AIX OneAgent vs. Other OneAgents

Babar_Qayyum · ‎03 May 2021

Dear All,

Do we have any functional difference between AIX OneAgent and Other OneAgents when the number of processes is very high?

The story behind this issue is that a customer installed OneAgent to monitor the IBM Integration Bus (which has more than 100+ running processes) on the AIX server. The application started to respond slow.

Once the OneAgent monitoring stopped, the application started to respond as used to be.

Regards,

Babar

pahofmann · ‎03 May 2021

Hey Barbar,

I have customers running 200+ Apache/Websphere processes on an AIX box without issues.

Probably best to open a support case for your issue.

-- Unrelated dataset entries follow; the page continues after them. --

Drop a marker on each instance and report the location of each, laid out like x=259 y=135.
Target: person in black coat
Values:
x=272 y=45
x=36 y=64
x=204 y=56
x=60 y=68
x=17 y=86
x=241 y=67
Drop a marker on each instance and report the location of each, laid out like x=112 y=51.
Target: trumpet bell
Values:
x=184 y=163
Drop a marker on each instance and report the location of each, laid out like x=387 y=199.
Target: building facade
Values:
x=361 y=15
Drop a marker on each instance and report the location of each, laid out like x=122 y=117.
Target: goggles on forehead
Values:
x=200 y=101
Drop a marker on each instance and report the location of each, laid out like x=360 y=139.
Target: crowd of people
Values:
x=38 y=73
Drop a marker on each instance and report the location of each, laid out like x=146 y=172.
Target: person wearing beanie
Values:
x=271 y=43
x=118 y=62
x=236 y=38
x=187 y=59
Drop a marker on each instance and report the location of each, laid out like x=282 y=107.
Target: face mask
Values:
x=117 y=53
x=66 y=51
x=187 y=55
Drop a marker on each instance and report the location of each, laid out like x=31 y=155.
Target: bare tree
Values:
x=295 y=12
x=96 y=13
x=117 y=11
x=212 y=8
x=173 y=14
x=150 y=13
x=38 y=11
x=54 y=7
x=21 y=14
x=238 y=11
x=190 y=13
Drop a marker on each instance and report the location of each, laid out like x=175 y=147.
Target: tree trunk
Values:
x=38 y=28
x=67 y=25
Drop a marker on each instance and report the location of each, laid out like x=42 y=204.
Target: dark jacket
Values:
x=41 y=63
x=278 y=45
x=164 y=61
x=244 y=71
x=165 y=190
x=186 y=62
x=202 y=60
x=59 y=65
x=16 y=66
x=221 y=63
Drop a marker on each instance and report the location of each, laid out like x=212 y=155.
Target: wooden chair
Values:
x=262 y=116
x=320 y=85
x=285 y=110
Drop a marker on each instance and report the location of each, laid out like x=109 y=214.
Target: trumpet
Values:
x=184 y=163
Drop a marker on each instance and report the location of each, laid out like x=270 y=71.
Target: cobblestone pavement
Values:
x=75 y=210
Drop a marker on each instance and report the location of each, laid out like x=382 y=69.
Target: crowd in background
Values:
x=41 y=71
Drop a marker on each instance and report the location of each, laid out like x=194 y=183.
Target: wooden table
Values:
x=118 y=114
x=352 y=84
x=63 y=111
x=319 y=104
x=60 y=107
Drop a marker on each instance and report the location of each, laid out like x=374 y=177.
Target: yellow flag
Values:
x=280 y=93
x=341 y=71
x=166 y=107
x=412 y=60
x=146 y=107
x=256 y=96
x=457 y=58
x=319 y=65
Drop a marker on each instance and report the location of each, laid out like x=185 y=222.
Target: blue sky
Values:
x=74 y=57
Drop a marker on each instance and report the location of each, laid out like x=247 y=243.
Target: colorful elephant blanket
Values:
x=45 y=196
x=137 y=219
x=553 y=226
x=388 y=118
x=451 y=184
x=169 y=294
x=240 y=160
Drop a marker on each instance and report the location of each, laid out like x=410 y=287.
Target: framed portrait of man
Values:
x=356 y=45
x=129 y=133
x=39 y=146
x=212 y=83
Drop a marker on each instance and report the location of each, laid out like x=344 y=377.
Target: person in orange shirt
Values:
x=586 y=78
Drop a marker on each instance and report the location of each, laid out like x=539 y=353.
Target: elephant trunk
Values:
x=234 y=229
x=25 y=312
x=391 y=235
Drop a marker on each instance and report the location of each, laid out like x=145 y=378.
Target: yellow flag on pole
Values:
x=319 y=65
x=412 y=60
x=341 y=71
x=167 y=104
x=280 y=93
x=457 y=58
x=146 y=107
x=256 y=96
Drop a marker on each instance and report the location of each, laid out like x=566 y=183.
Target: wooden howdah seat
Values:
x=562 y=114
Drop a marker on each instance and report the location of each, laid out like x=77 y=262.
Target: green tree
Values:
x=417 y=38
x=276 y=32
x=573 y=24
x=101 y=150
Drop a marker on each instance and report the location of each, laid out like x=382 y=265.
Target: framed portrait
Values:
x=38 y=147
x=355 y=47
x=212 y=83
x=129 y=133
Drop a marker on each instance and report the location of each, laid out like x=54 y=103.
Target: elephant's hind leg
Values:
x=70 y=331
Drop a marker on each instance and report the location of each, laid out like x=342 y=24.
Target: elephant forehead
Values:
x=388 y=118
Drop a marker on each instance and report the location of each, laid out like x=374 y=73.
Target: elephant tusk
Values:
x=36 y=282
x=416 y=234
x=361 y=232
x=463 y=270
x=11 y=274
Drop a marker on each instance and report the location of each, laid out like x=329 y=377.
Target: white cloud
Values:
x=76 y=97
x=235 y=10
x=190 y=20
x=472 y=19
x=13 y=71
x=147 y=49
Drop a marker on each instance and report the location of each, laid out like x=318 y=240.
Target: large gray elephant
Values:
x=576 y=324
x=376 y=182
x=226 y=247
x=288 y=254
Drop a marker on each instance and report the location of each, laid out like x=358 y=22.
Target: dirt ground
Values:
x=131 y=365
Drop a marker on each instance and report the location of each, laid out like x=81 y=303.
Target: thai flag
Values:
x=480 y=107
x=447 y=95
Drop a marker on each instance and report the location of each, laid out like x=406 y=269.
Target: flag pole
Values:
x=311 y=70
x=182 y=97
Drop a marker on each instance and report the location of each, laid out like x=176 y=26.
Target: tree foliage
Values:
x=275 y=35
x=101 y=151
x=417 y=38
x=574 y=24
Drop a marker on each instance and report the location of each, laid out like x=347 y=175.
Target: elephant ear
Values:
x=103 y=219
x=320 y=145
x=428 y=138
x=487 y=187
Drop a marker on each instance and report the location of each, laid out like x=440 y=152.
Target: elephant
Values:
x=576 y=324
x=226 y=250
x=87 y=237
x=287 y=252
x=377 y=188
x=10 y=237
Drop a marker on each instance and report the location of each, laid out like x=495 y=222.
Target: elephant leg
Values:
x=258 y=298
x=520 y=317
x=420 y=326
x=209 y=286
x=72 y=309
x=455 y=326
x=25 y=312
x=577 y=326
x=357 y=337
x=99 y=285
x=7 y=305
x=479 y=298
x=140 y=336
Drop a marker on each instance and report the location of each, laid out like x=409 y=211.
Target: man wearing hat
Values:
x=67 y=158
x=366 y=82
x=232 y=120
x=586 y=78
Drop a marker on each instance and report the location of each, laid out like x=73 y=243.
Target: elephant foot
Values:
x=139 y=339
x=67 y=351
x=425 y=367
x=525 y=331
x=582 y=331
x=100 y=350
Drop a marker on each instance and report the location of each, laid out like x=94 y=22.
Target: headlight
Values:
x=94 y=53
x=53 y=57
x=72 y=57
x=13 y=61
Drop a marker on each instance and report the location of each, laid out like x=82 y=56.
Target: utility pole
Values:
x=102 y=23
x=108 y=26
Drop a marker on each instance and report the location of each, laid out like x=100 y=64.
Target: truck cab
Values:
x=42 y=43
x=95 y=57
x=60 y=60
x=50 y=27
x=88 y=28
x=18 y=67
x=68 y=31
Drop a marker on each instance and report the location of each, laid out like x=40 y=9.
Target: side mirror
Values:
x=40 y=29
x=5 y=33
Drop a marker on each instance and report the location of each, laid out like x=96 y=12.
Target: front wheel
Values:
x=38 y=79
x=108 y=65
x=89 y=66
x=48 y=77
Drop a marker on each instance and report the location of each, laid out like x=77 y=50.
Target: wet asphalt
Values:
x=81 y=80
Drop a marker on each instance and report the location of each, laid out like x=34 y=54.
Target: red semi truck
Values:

Dynatrace Certified Master - Dynatrace Partner - 360Performance.net

Babar_Qayyum · ‎03 May 2021

Hello @pahofmann

Thank you for sharing your kind experience.
In the past, I remember a customer having the IBM Integration Bus (which has more than 100+ running processes) on the AIX server without any issues, but this customer is complaining about the performance and somehow it is relating to the OneAgent.
I will ask Dynatrace support if they have any theory for this.

Regards,

Babar

kalle_lahtinen · ‎03 May 2021

Hi,

We have a somewhat similar experience. We're running the newer version of IIB i.e. ACE on an AIX platform, with about 60 DataFlowEngine processes. The first thing observed was that the broker startup time took double the amount of time when the agent was there, 2 hours instead of 1. Another thing we've investigated is the CPU and memory consumption, which is quite high on those servers. Overall this is challenging to analyze, because 3 things are changing with the ongoing migration: 1. From Linux to AIX 2. From IIB to ACE 3. From having no Dynatrace to having OneAgent. So we're not always sure what is caused by what 🙂

Anyway, there was a recent fix provided by IBM which helped both the broker startup time and the memory consumption per DataFlowEngine. So it's looking better now. On the other hand, it was indeed clear that the agent had a very noticeable impact on that startup time.

We're using the AIX auto-injection, and the suggestion from support was to next test it with the manual injection. We haven't done that yet. Would that make sense also for you?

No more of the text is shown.